Catskill forest historian Michael Kudish has found evidence of some disturbance on the east slope. That side is mostly second-growth forest to about 2950–3000 ft. Above that first-growth resumes. Within that lower area he reported that charcoal was abundant in the soil and northern red oak in the forest, suggesting a past fire there. He believes it occurred around 1894.

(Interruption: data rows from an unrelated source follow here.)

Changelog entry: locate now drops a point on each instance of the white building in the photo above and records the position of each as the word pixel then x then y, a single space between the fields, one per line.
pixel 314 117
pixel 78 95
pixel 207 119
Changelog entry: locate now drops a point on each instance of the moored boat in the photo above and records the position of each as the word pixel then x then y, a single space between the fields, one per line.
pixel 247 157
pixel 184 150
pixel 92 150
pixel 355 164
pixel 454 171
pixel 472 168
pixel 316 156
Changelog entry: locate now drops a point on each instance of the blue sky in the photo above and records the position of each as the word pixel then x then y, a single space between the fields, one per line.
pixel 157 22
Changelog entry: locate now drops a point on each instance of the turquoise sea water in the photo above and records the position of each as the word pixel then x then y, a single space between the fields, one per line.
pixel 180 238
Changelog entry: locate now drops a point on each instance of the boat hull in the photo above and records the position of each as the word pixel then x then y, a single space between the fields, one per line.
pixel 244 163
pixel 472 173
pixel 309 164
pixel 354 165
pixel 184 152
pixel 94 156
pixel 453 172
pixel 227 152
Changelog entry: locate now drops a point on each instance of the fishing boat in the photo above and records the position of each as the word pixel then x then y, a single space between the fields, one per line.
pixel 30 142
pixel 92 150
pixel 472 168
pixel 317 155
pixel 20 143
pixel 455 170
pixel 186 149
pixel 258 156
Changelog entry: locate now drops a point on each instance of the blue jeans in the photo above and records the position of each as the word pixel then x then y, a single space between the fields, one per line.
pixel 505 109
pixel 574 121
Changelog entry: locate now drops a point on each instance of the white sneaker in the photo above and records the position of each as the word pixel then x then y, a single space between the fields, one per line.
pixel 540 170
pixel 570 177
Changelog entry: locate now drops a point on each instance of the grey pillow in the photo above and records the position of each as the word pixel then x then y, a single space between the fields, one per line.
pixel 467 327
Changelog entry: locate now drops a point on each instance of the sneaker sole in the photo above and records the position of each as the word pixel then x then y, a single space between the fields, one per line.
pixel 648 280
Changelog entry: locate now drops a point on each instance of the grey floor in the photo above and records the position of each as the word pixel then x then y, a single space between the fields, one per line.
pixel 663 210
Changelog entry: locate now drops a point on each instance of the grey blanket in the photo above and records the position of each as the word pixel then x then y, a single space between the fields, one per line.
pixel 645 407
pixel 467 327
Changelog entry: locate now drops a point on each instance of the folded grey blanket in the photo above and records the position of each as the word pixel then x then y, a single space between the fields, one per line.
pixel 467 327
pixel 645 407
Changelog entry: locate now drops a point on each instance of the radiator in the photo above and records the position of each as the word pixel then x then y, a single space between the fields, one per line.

In the late 1910s the notch area was slightly disturbed when New York City began building the Shandaken Tunnel, allowing water from Schoharie Reservoir to flow 18 mi underground to the Esopus near Shandaken, where it would eventually reach Ashokan Reservoir. It followed the road through the notch, and its air vents and a cleared right-of-way can be seen where it crosses Route 42 north of the notch. Under the slopes of Balsam Mountain just east of Deep Notch, it reaches its greatest depth below the surface, 2215 ft.

==Recreation==

The steep pitch of the slopes has made Deep Notch attractive to ice climbers, who have mapped out several ice routes along the seeps of wintertime. They are generally rated as WI2–3 on the ice grading system, which puts them among the easier ice climbs. It is one of the few climbing areas in the Catskills, a range whose sedimentary bedrock makes its cliffs generally unsuitable for rock climbing, and one of the only ice climbing areas within a reasonable day's drive of New York City.